The Coles Group Ltd (ASX: COL) share price has soared 12% this week in response to the FY25 result. You may be wondering whether analysts still view the business as good value.
Before analysing the result, I'll note that the FY25 result included 52 weeks, while FY24 had 53 weeks. The company provided some numbers based on 52 weeks for both financial years so investors could compare apples to apples.
Normalised total sales increased 3.6%, underlying normalised operating profit (EBIT) increased 6.8% and normalised underlying net profit grew 3.1%.
The trading update for FY26 also showed growth, with supermarket sales revenue up 4.9% (or 7% excluding tobacco). Liquor sales were flat.
Let's take a look at what experts from Macquarie Group Ltd (ASX: MQG) thought of the result.
Outperform rating on Coles shares
Macquarie said "good things are happening" at Coles, with the supermarket business "likely gaining share", with implied volume growth of 5.6% in early FY26 trading, which was an acceleration of sales growth compared to the 2.7% growth in FY25. The broker has an outperform rating on the business.
The analysts noted that sales strength in early FY26 has been seen by some other retailers. Macquarie wondered whether Coles had "gained share in its core merchandise or perhaps some restoration of sales in categories lost to non-supermarket channels, e.g. Health and Beauty, Pet and Cleaning?".
The broker noted that Coles' supply chain investments are "bearing fruit", with the automated distribution centres (ADCs) and customer fulfilment centres (CFCs) performing well, supporting improvements in customer satisfaction metrics, capacity and availability. If capacity at these facilities continues to be filled, there is "material upside to supermarket earnings" according to Macquarie.
One main negative for the broker on Coles shares was the potential for the cash cost of doing business (CODB) being forecast to grow by 6%, with labour, electricity and technology costs "rising significantly". The company is aiming to deliver total savings of at least $1 billion by FY27, with $565 million of that achieved in the last two financial years.
Due to the improvement in performance in the supermarkets division and lower forecast net interest costs, Macquarie increased the Coles earnings per share (EPS) projection for FY26, FY27, and FY28 by 3%, 3.2%, and 3.3%, respectively.
Macquarie's target price
Thanks to those changes in expected earnings, the broker increased its target price on Coles shares by 5.4% to $25.40.
A target price is where the broker thinks the share price will be in 12 months.
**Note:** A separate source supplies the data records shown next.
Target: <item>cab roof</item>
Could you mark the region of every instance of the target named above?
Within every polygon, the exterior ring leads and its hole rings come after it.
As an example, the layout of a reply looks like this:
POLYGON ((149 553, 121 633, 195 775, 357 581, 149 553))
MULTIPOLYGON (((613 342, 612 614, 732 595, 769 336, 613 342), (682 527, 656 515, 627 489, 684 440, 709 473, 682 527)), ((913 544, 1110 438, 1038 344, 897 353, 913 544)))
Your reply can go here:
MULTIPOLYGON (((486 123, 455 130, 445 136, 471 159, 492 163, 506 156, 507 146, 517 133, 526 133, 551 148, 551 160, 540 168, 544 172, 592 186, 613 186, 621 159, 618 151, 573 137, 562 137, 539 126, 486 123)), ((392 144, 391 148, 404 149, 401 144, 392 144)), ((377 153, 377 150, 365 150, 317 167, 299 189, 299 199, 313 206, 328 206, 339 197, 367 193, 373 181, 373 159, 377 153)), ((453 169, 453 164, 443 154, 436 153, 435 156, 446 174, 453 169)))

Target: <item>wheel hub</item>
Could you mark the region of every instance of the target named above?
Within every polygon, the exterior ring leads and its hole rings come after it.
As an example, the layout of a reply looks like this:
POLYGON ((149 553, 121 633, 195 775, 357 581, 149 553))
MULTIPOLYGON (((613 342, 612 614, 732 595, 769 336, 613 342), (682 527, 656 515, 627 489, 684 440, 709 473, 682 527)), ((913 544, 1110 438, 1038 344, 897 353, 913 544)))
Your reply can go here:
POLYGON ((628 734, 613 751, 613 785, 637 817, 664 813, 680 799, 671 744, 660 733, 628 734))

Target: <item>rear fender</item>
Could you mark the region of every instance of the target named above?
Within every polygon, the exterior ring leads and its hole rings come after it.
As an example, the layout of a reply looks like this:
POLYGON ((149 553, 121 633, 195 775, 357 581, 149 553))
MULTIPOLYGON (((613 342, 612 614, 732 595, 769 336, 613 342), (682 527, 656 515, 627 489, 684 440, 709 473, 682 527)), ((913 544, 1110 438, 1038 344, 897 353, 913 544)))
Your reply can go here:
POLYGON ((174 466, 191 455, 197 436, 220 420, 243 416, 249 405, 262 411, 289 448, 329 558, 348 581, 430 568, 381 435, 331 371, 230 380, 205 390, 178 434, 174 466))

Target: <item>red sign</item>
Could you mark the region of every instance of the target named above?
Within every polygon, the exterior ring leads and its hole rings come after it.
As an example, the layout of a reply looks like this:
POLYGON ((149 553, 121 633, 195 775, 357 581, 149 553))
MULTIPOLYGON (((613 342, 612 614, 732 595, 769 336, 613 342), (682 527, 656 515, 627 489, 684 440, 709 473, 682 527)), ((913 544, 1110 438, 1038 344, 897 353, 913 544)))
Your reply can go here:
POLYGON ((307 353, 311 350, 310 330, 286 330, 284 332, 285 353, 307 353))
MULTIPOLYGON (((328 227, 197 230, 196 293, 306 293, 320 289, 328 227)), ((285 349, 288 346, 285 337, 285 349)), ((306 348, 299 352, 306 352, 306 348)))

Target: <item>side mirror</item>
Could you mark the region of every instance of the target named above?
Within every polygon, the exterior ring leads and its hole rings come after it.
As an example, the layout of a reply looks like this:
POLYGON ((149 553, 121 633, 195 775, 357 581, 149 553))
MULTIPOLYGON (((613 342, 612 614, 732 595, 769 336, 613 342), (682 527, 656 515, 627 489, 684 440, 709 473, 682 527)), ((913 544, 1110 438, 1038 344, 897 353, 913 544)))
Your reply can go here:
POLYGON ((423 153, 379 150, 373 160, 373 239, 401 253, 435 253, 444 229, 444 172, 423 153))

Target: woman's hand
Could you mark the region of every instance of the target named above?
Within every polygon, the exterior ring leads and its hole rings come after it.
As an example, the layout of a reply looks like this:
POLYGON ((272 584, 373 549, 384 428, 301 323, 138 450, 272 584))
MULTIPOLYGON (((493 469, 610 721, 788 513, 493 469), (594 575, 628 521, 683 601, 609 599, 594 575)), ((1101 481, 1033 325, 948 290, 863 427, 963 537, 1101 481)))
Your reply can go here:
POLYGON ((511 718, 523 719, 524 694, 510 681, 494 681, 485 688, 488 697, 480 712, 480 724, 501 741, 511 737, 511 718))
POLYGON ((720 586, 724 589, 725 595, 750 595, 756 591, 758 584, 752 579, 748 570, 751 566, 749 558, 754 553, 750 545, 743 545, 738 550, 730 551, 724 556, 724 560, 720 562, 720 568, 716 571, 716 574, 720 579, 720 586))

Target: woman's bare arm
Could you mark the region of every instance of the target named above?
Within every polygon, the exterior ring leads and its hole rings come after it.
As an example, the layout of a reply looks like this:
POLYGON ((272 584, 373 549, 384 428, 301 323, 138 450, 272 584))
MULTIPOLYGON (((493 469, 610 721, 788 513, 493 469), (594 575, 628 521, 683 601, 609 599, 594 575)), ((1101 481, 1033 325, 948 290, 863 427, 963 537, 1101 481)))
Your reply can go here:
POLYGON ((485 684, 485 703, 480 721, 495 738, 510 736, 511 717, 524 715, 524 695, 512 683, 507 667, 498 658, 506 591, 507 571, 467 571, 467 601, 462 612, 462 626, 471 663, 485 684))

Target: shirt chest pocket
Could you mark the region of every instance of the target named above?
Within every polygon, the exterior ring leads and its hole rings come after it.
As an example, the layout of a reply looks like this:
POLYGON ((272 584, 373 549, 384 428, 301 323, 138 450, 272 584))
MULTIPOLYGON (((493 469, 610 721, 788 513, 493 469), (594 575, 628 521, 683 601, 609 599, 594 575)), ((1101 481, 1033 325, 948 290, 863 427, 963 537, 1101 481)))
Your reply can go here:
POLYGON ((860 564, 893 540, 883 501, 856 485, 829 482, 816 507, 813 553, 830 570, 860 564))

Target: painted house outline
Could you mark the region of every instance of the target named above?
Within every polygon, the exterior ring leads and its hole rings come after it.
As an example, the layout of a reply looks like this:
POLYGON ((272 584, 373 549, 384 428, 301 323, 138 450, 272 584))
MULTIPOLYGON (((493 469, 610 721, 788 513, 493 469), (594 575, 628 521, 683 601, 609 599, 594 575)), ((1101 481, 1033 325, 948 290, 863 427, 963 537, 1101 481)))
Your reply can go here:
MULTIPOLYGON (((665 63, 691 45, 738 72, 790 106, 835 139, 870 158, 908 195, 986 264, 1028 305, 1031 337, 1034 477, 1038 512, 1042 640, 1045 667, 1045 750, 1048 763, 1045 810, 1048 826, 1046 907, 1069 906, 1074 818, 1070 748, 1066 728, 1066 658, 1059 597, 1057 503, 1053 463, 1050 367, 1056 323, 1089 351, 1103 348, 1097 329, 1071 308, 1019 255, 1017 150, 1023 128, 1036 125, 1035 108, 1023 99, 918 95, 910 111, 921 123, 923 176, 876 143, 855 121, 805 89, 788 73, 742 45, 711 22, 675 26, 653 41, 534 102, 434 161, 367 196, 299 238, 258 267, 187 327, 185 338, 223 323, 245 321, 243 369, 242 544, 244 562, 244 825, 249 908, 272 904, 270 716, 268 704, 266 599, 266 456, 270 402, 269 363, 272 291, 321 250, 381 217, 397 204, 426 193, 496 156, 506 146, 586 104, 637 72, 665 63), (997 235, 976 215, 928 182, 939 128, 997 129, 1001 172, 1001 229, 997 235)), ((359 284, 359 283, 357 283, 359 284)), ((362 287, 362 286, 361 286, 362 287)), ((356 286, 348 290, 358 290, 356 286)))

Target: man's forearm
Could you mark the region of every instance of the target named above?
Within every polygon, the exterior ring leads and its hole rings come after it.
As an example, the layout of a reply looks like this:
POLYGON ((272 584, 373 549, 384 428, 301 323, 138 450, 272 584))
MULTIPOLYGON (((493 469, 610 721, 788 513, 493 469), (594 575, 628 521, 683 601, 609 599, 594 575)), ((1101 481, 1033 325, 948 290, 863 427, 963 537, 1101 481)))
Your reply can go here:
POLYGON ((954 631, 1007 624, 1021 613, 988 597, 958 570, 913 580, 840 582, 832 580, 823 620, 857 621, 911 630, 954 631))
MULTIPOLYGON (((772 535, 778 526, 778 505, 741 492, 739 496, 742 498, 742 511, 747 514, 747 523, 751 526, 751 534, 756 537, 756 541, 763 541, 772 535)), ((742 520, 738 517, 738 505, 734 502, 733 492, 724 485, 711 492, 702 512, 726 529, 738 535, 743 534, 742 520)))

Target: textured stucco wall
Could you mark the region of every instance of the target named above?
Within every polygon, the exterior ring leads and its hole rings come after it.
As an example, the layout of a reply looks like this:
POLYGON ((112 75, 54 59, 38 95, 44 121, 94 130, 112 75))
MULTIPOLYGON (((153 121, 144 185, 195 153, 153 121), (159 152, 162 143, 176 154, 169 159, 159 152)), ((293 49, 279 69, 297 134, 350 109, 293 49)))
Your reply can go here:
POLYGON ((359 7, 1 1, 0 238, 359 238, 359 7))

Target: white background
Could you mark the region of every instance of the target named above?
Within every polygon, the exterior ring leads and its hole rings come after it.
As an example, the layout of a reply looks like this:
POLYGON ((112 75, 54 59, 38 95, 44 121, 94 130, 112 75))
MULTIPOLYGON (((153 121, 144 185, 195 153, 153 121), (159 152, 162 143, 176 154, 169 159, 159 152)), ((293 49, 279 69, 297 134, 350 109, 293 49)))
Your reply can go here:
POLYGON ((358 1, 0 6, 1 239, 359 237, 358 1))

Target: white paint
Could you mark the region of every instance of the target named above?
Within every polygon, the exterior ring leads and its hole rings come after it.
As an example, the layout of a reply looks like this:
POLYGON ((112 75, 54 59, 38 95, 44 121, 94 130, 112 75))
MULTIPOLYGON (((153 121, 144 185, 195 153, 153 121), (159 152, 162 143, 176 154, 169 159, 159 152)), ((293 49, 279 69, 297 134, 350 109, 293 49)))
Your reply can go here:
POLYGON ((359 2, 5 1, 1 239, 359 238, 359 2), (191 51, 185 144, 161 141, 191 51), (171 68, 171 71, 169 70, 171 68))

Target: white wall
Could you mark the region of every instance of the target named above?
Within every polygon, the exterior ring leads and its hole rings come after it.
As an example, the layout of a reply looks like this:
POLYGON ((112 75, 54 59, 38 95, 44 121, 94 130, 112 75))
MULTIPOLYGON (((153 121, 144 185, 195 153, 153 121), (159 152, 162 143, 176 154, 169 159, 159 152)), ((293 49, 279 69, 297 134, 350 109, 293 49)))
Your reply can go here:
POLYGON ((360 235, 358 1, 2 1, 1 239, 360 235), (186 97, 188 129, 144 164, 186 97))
Therefore, Macquarie suggests the Coles share price could rise by more than 8% in the next year. Plus, it predicts Coles could pay an annual dividend per share of 77 cents, which would be a dividend yield of 3.3%.
Macquarie concluded its thoughts on Coles shares with the following:
Management has demonstrated its ability to execute in challenging market conditions, maintaining margins despite competitive pressures intensifying. We forecast a three-year EBIT CAGR of ~9% to FY28E.